Imagine spies in a multiplayer scenario, where you’re playing with someone in a multiplayer campaign. The paranoid of, “Oh, maybe this guy is a spy?” And your friend wins and you say, “Well, you think you won, but you actually won with my spy at the top of your faction. Technically I win!” The possibilities are quite fun.
GameBeat: The night battles, what sort of complexity did you encounter in making those happen?
Wojs: We’ve had night battles before, but with this particular battle, I wanted to achieve — to have that kind of mystical, almost magical sense of — not too dark and gritty, but again, bringing that color in, which is why it’s so blue. It’s light enough so that you can see what you’re doing. It feel like night, but it’s super clear and visible in how you play it out. The lanterns, as well, give you that additional light and contrast with the lighting in general. It’s quite successful, I think. And obviously we have a night and day cycle on the campaign map, which will be continuously running. It reinforces the night battle feeling.
GameBeat: The one problem I ran into, that hill was too big to defend. I had enemies coming from two directions.
Wojs: You have to almost make a square formation to protect your flank, or charge the first force and then come back to defend against the other. It’s tricky. But it’s an ambush. It’s not supposed to be easy. The idea, again, with the extraction mechanic—previously, if you get ambushed, you die. Or you win, but if you lose, you die. Again, to get this feeling of the novel across, where so many times ambushes happen and you have your loyal troops rushing in to defend their lord, while the lord tries to escape — that’s the idea.
These heroes are precious. You don’t want to lose them. You can lose them, but it’s so unforgiving. This gives you the opportunity to say, “Okay, I’m cutting my losses. I’ll throw in my troops to block the oncoming forces and just run with my most precious units.” If you extract your forces, it’ll be a defeat, but at least you’ve saved these units to fight another day.
GameBeat: I felt like it was hard for my hero to win more than one duel.
Wojs: It depends on who she duels against, yeah. The opponent heroes are quite strong, so yes, you have to — you’ll grow to know the heroes and the characters as you play. Some background knowledge of the Three Kingdoms definitely helps, so you don’t run straightaway challenging Lu Bu with your rookie hero. If you choose poorly, you could lose your hero there and then. In that sense, yes, it takes a lot to duel against an able hero. You have to be careful.
You can choose to retreat. You can choose to intervene in a duel to save your hero. But there are serious morale penalties for that. If you start pelting arrows at the enemy that’s dueling your hero, those men will lose morale, because they feel it’s a very dishonorable thing to do.
GameBeat: And yet the duels are important, because you can swing the battle suddenly in another direction.

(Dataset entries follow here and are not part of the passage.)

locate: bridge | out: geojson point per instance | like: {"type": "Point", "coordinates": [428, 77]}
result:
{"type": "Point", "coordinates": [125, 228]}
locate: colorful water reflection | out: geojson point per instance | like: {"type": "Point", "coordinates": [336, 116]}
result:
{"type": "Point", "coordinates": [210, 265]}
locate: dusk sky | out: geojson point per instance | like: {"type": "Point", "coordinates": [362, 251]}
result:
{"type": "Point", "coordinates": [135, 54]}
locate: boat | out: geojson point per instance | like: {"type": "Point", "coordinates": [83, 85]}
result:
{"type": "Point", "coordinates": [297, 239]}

Wojs: In the Romance mode — obviously we have the two modes, the Records mode and the Romance mode. In the Romance mode, the battles are very much determined by how you choose to use your heroes. In Records it’s more like the classic Total War experience, where it’s about the positioning of your troops, the formations that you use, the tactics, the flanking, the maneuvering. It’s a slower pace, as you would expect.

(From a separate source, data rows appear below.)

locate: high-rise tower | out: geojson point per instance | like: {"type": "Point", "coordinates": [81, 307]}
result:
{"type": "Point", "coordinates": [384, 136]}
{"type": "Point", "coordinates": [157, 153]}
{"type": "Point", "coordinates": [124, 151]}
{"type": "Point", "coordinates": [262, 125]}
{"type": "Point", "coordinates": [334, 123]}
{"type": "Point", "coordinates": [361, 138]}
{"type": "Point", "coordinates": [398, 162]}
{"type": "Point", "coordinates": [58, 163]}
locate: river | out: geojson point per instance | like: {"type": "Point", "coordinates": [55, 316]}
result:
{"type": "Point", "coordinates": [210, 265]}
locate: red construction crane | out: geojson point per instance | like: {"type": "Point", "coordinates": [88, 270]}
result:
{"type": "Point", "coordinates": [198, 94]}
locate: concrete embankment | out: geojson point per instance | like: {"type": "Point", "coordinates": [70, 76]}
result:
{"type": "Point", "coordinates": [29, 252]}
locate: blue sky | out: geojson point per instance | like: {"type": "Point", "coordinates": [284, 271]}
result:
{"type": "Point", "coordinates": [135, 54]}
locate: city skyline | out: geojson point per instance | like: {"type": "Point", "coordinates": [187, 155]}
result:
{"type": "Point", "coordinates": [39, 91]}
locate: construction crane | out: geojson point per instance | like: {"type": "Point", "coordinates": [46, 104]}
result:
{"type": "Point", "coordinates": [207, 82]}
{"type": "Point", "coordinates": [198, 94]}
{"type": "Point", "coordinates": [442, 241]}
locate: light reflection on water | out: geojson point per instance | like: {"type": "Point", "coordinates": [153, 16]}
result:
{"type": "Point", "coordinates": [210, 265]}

But in Romance mode it’s very much about how you use your heroes, how you break those flanks with your heroes, how you use those abilities. The same goes for the enemy. The enemy will be using his heroes against your men. You have to use your own heroes to stop them by distracting them with a duel, holding them back from destroying your units. Maybe you can defeat them there, but it also buys time for your troops to move out of the way.